第28話 試される大地の民
甲子園の二回戦、対蝦夷農産戦は打撃戦となった。
先発の淳が打たれたのだ。
秦野としては意外なことだが、原因というか理由らしいものは、ないではない。
蝦夷農産の去年のキャプテンは、背番号18の切り札的なピッチャーであった。
ものすごく遅い、遅さで勝負するピッチャー。
左ではないがアンダースローで、蝦夷農産はアンダースローには慣れていた。
「慣れてるからって打てる球じゃないんだけどな……」
完全に秦野としては計算違いである。
アンダースローという以外に、他のものは全て違う。
スピード、コントロール、球種と、全て淳が優れている。なのにどうして打たれるのか。
(たぶん、ただの思い込みなんだろうなあ)
秦野は思わず遠い目をしてしまう。
アンダースローの打ちにくさ、そのたった一つの特徴を潰した「慣れ」によって、蝦夷農産は淳を打ってくる。

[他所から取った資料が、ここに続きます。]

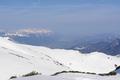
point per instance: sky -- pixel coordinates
(68, 17)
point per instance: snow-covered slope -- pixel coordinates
(18, 59)
(71, 77)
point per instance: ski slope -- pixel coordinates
(18, 59)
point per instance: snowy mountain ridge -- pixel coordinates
(23, 59)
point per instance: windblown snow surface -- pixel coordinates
(18, 59)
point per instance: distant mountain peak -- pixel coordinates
(29, 31)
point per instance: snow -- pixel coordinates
(70, 77)
(18, 59)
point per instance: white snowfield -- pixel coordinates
(18, 59)
(71, 77)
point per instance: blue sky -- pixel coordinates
(77, 17)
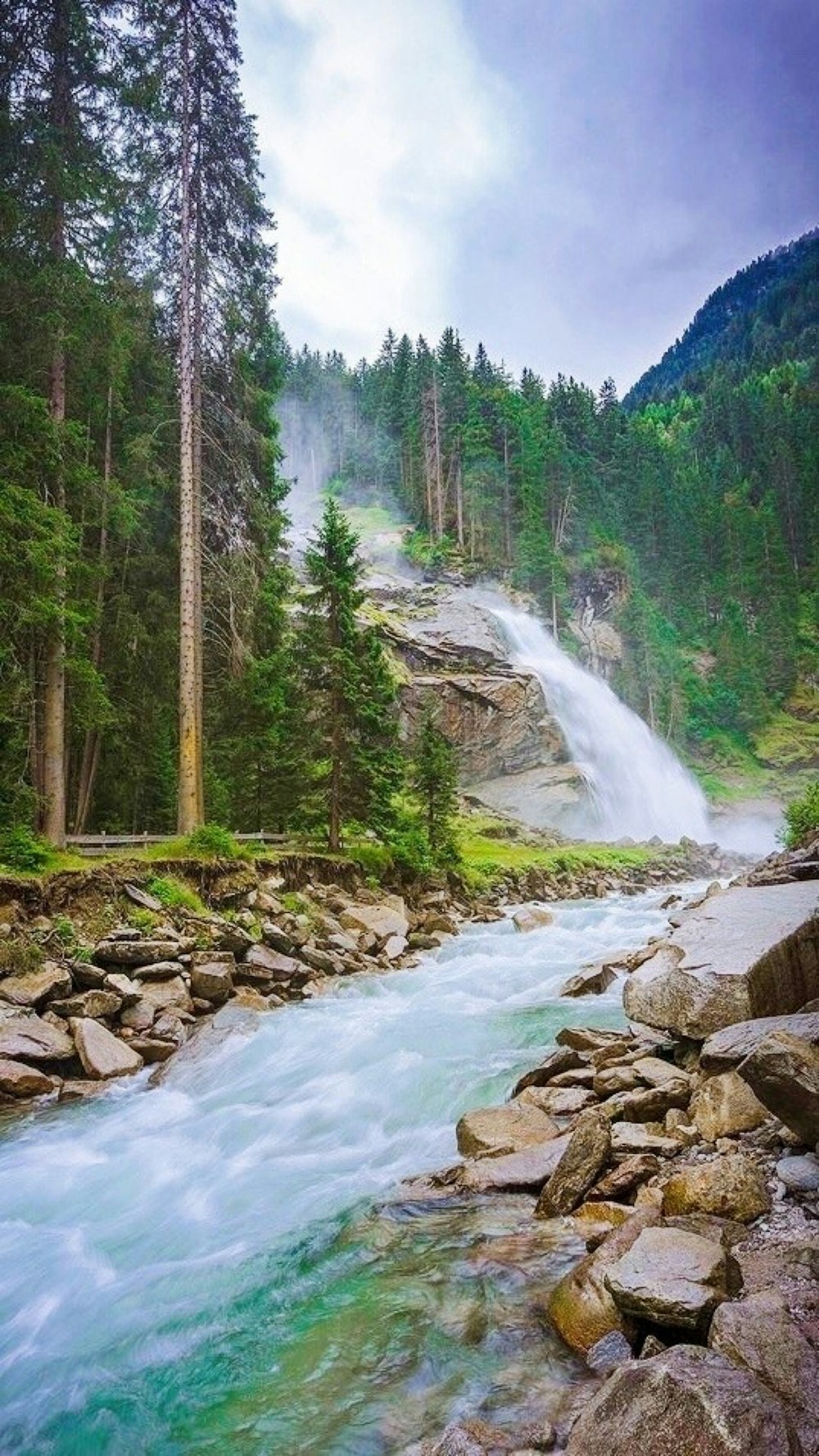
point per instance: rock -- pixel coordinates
(136, 952)
(158, 970)
(592, 982)
(211, 979)
(783, 1070)
(626, 1177)
(124, 988)
(515, 1171)
(531, 918)
(101, 1053)
(671, 1277)
(731, 1187)
(491, 1132)
(581, 1306)
(799, 1173)
(761, 1334)
(20, 1081)
(383, 919)
(609, 1353)
(725, 1106)
(686, 1401)
(35, 988)
(749, 952)
(634, 1137)
(88, 1003)
(557, 1101)
(726, 1049)
(581, 1165)
(561, 1060)
(28, 1037)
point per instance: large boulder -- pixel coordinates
(99, 1050)
(28, 1037)
(686, 1401)
(783, 1072)
(35, 988)
(731, 1187)
(586, 1155)
(725, 1106)
(749, 952)
(672, 1277)
(762, 1334)
(490, 1132)
(581, 1306)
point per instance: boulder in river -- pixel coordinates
(686, 1401)
(783, 1070)
(749, 952)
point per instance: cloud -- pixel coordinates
(381, 129)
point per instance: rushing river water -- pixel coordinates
(205, 1265)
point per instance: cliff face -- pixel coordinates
(450, 655)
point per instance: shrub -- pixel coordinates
(20, 849)
(802, 819)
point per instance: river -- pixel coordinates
(218, 1264)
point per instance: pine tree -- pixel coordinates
(435, 780)
(351, 698)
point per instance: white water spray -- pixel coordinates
(637, 787)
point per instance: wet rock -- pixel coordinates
(590, 982)
(515, 1171)
(725, 1106)
(491, 1132)
(561, 1060)
(20, 1081)
(783, 1070)
(581, 1306)
(557, 1101)
(726, 1049)
(35, 988)
(88, 1003)
(799, 1173)
(672, 1278)
(731, 1187)
(531, 918)
(761, 1336)
(101, 1053)
(26, 1037)
(686, 1401)
(749, 952)
(581, 1165)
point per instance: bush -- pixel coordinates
(215, 842)
(20, 849)
(802, 819)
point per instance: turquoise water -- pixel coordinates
(219, 1263)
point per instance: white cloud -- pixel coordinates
(379, 129)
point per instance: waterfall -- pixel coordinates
(637, 788)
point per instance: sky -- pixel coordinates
(561, 179)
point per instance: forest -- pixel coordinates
(159, 662)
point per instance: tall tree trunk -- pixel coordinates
(190, 810)
(52, 801)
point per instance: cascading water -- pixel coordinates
(637, 787)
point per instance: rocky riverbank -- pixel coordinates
(682, 1151)
(112, 969)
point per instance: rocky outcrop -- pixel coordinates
(749, 952)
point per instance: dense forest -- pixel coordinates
(159, 662)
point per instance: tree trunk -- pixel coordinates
(190, 810)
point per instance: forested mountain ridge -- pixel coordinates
(766, 314)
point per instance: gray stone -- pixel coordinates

まるでプラシーボ効果である。交代させた方がいいのかと思わないでもない。
だがこういった、とにかく振ってくるチーム相手には、トニーなどはさらに相性が悪いだろう。
対処不能のスピードで武史に封じてもらうという方が現実的だが、先発以外で武史を使うのは、これもまた危険だ。
どんなピッチャーにだって、打たれる時はある。
上杉だって直史だって、打たれて負けたことはあるのだ。
それに淳を代えない理由としては、孝司とのバッテリーでどうにか打開案を探っているから。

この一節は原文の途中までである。